= Benjamin Dean (trade unionist) =

Benjamin Dean (3 July 1839 - 5 March 1910) was a British trade union leader.

Born in Rushall, then in Staffordshire, Dean began working at a lime pit at the age of ten. His father died two years later, he found work in Wednesbury to support the family. Around the age of eighteen, he joined the Primitive Methodists, and became interested in trade unionism, leading a branch at his local pit before, in 1887, becoming the first agent of the Pelsall District Miners' Association.

As the leading figure in the Pelsall Miners, Dean persuaded it to affiliate to the Midland Miners' Federation, and was rewarded with the post of treasurer of the federation.

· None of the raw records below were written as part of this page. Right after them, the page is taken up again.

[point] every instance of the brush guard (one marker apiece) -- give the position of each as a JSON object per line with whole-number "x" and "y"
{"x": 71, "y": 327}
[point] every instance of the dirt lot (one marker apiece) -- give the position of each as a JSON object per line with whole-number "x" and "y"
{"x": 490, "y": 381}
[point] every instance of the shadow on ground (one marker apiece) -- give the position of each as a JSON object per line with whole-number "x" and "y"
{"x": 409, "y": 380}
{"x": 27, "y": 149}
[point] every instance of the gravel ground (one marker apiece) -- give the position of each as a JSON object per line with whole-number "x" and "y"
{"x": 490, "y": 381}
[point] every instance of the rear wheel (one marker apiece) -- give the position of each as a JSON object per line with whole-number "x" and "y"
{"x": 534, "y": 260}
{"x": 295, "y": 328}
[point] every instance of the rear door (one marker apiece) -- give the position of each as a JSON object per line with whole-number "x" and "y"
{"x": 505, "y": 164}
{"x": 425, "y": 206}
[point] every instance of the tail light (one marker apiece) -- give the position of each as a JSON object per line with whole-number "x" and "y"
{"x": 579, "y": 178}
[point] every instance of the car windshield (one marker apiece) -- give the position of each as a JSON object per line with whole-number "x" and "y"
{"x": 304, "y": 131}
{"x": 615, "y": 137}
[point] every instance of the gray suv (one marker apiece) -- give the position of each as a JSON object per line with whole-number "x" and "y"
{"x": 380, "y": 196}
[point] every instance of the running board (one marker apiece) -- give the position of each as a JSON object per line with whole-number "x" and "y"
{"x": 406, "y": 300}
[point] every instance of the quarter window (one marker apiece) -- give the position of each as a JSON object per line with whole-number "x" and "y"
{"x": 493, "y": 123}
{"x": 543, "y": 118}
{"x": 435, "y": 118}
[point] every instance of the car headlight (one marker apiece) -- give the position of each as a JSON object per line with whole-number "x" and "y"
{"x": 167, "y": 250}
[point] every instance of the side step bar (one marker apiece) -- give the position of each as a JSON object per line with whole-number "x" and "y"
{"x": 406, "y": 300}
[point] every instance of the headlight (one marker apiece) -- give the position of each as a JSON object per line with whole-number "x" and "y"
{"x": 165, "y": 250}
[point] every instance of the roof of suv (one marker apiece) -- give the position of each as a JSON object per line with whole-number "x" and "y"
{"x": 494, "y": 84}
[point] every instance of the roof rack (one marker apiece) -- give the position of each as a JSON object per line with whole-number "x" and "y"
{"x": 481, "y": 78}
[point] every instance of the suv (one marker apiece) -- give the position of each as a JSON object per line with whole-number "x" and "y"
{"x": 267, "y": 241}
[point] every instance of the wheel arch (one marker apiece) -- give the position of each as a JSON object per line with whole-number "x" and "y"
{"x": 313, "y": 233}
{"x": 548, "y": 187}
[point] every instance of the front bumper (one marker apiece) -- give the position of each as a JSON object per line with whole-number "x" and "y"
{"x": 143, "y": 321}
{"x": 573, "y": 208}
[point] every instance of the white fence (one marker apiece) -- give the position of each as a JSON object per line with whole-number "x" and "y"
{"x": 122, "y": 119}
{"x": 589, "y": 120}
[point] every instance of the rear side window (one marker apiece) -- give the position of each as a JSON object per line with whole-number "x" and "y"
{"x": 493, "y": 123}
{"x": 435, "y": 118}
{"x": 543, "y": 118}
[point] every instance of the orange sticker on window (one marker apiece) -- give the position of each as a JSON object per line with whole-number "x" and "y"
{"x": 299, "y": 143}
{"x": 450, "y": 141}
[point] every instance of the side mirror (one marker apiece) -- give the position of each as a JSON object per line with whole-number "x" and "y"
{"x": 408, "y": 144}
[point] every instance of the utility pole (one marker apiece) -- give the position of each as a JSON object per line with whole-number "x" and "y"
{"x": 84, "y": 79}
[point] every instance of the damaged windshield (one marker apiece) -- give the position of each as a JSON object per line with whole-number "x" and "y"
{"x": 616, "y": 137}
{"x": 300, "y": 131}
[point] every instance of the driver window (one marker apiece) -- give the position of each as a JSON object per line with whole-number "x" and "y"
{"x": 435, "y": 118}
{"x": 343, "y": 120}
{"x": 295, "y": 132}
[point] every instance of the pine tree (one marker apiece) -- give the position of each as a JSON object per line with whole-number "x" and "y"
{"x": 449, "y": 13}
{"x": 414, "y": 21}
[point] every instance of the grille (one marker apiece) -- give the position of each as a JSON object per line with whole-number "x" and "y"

Through this role, he attended the first conference of the Miners' Federation of Great Britain (MFGB), and later served on the MFGB's executive committee on six occasions. He appears to have briefly served as secretary of the Midland Miners, but was consistently re-elected as secretary of the Pelsall Miners. However, from 1890, he no longer worked as a miner, instead running a tobacconist business in Walsall.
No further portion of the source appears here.